Does any one have plans for making a log splitter and single bar cutter that they are willing to share? If I buy them on etsy.com they will cost me about $355 USD (shipping alone is 180 USD) and then I still have to pay 60% duty, so I'd like to see if I could have them built locally.

Thanks.


----------



## WeaversPort (Mar 25, 2017)

dneruck said:


> Hi all,
> 
> Does any one have plans for making a log splitter and single bar cutter that they are willing to share? If I buy them on etsy.com they will cost me about $355 USD (shipping alone is 180 USD) and then I still have to pay 60% duty, so I'd like to see if I could have them built locally.
> 
> Thanks.



If you have someone who is pretty good at taking an idea and replicating it, there is this DIY. It does not have dimensions, but shouldn't be hard to follow if you have someone with the skills. 

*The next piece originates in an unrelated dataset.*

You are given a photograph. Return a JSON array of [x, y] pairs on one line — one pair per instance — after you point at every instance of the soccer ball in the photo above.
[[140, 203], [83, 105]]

http://mnaturalz.blogspot.com/2013/04/my-first-new-multi-soap-bar-cutter-diy.html?m=1

This one is more technical: http://teachsoap.com/2012/03/29/build-your-own-soap-cutter/

As far as the splitter, this looks like it could be pretty straightforward to build. Again, if you show them to a craftsman they'd likely be able to reproduce it. 

https://youtu.be/Up-8XOGnvVo


----------



## shunt2011 (Mar 25, 2017)

I don't have the plan but here are a few photos of the ones my husband made me.


----------



## dneruck (Mar 25, 2017)

Thank you both so much! I have a guy who makes molds for me but he mostly makes furniture so I'm trying to give him as much info for this as I can. Thanks again


----------



## WeaversPort (Mar 26, 2017)

dneruck said:


> Thank you both so much! I have a guy who makes molds for me but he mostly makes furniture so I'm trying to give him as much info for this as I can. Thanks again



If he makes furniture you're probably safe! This requires far less engineering. 

The only thing he really needs to be aware of is no aluminum in pieces that touch soap. I see several people using stainless steel guitar strings for the cutting edge of the wire, and wiping it between slices to help keep a clean edge on the cuts.


----------